Artikel ini diterjemahkan dari aslinya. Baca versi asli oleh koresponden kami di sini.

Aksi jual menyebar ke seluruh sektor logam mulia

Menurut laporan CNBC, emas spot turun menjadi sekitar $4.126 per ons pada hari Senin, sementara emas berjangka turun hampir 10% menjadi sekitar $4.119, menandai level terendah tahun 2026. Hal ini memperpanjang penurunan minggu lalu, ketika emas turun hampir 10% dan membukukan kinerja mingguan terburuk sejak September 2011. Dari puncaknya di bulan Januari, ketika harga spot naik di atas $5.500 per ons, emas kini telah turun sekitar seperempatnya.

Perak bergerak lebih tajam lagi. Harga perak spot turun lebih dari 8% menjadi $62,24 per ounce, sementara harga perak berjangka turun hampir 12% menjadi $61,66. Pada saat yang sama, aksi jual menyebar ke logam-logam lain, dengan platinum dan paladium juga bergerak lebih rendah karena para investor menarik diri dari sektor ini.

Mengapa aset-aset safe haven tidak lagi bekerja dengan cara yang sama

Kenaikan harga minyak, yang didorong oleh konflik di Timur Tengah, memicu kekhawatiran inflasi dan memaksa pasar untuk menilai kembali ekspektasi suku bunga. Hal ini berdampak negatif pada emas dan perak: tidak ada aset yang menghasilkan pendapatan kupon, sehingga keduanya menjadi kurang menarik ketika imbal hasil obligasi naik dan harapan penurunan suku bunga melemah.

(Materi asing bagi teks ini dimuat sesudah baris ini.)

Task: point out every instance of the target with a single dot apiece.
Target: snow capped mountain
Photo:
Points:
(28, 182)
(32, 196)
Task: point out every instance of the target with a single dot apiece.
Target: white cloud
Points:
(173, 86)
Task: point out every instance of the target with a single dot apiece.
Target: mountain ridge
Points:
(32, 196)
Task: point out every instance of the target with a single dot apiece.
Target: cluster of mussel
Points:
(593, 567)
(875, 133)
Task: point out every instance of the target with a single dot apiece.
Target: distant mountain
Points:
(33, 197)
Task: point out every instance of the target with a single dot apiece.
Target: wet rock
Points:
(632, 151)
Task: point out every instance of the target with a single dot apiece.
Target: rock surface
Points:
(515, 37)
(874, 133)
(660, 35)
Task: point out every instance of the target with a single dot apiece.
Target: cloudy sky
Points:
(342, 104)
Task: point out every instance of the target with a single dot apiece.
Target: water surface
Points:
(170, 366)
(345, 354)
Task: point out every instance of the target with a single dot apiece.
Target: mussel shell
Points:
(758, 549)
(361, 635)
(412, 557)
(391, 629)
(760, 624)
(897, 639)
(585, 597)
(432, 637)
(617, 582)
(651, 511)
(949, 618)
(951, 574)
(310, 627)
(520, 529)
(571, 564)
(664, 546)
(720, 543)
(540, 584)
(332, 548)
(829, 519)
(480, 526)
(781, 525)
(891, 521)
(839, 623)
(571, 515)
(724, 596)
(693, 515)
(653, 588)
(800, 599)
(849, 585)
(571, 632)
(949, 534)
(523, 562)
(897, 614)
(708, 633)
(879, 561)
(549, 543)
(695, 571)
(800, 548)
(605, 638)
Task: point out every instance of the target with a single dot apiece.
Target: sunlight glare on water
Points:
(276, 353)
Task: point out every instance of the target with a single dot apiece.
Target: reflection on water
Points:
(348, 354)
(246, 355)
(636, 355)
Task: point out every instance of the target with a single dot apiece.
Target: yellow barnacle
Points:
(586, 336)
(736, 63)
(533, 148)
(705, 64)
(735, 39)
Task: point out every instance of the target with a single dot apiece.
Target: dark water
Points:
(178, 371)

Faktor tambahan adalah aksi ambil untung setelah reli selama beberapa bulan. Pada bulan Januari, emas diperdagangkan di atas $5.300-5.500 per ounce, sementara perak naik di atas $120, sebelum pasar mulai merevisi ekspektasi tinggi tersebut dengan cepat. Dengan latar belakang tersebut, para investor mengurangi posisi di ETF logam mulia dan mengalokasikan sebagian modalnya ke dalam obligasi, dolar, dan aset-aset yang berhubungan dengan energi.

Apa yang dikatakan pembalikan ini tentang pasar safe-haven

Koreksi saat ini menunjukkan bahwa pada tahun 2026, status safe haven saja tidak lagi cukup untuk mendukung harga logam mulia.

Hal ini menunjukkan bahwa investor semakin mengevaluasi emas dan perak tidak hanya sebagai lindung nilai terhadap krisis, tetapi juga melalui sudut pandang suku bunga, imbal hasil, dan biaya aset alternatif.

Sebelumnya dilaporkan bahwa harga emas berjangka AS turun karena investor menilai risiko di Selat Hormuz.

Materi ini mungkin mengandung opini pihak ketiga, tidak ada data dan informasi di halaman web ini yang merupakan nasihat investasi menurut Disclaimer kami. Meskipun kami mematuhi Integritas Editorial yang ketat, postingan ini mungkin mengandung referensi ke produk dari mitra kami.